Description
Is your feature request related to a problem?
I would like to write some unit tests for my Pandas code. I want to test that some DataFrame
is equal to an expected value. The expected value is complicated and I would like an easy way to get the Python code to construct it. My program already computes the expected DataFrame
value but I need a way to serialize/deserialize it for use in my test code.
Here is a StackOverflow question with more detail.
Describe the solution you'd like
I would like there to be a DataFrame.to_expr()
method. It should return a str
containing valid Python code that can be used to re-construct the DataFrame
.
To the greatest extent possible, it should be true that pd.testing.assert_frame_equal(df1, eval(df2.to_expr()))
throws an AssertionError
if and only if pd.testing.assert_frame_equal(df1, df2)
throws an AssertionError
. I am using assert_frame_equal
because it checks column dtypes, whereas DataFrame.equals()
does not.
Concretely, I think the return value of .to_expr()
should be something like
pandas.DataFrame({'column_1': pandas.Series([1, 2, 3], dtype='int64'), 'column_2': pandas.Series([1.0, 2.0, 3.0], dtype='float64')})
Note that on many Python objects, this .to_expr()

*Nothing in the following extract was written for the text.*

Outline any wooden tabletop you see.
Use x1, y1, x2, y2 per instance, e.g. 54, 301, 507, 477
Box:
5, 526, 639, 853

method is called __repr__()
. The Python docs state:
For many types, [
__repr__
] makes an attempt to return a string that would yield an object with the same value when passed toeval()
...
However, DataFrame.__repr__
is already defined to print a different representation (which is arguably more useful in an interactive environment).
API breaking implications
This is a backwards-compatible change.
Describe alternatives you've considered
I've used DataFrame.to_dict()
and DataFrame.from_dict()
for this purpose in the past. However, this doesn't preserve the type, and so it doesn't work if you're working with an empty DataFrame
. I also worry that from_dict
will sometimes fail to infer the original type even for non-empty DataFrame
s.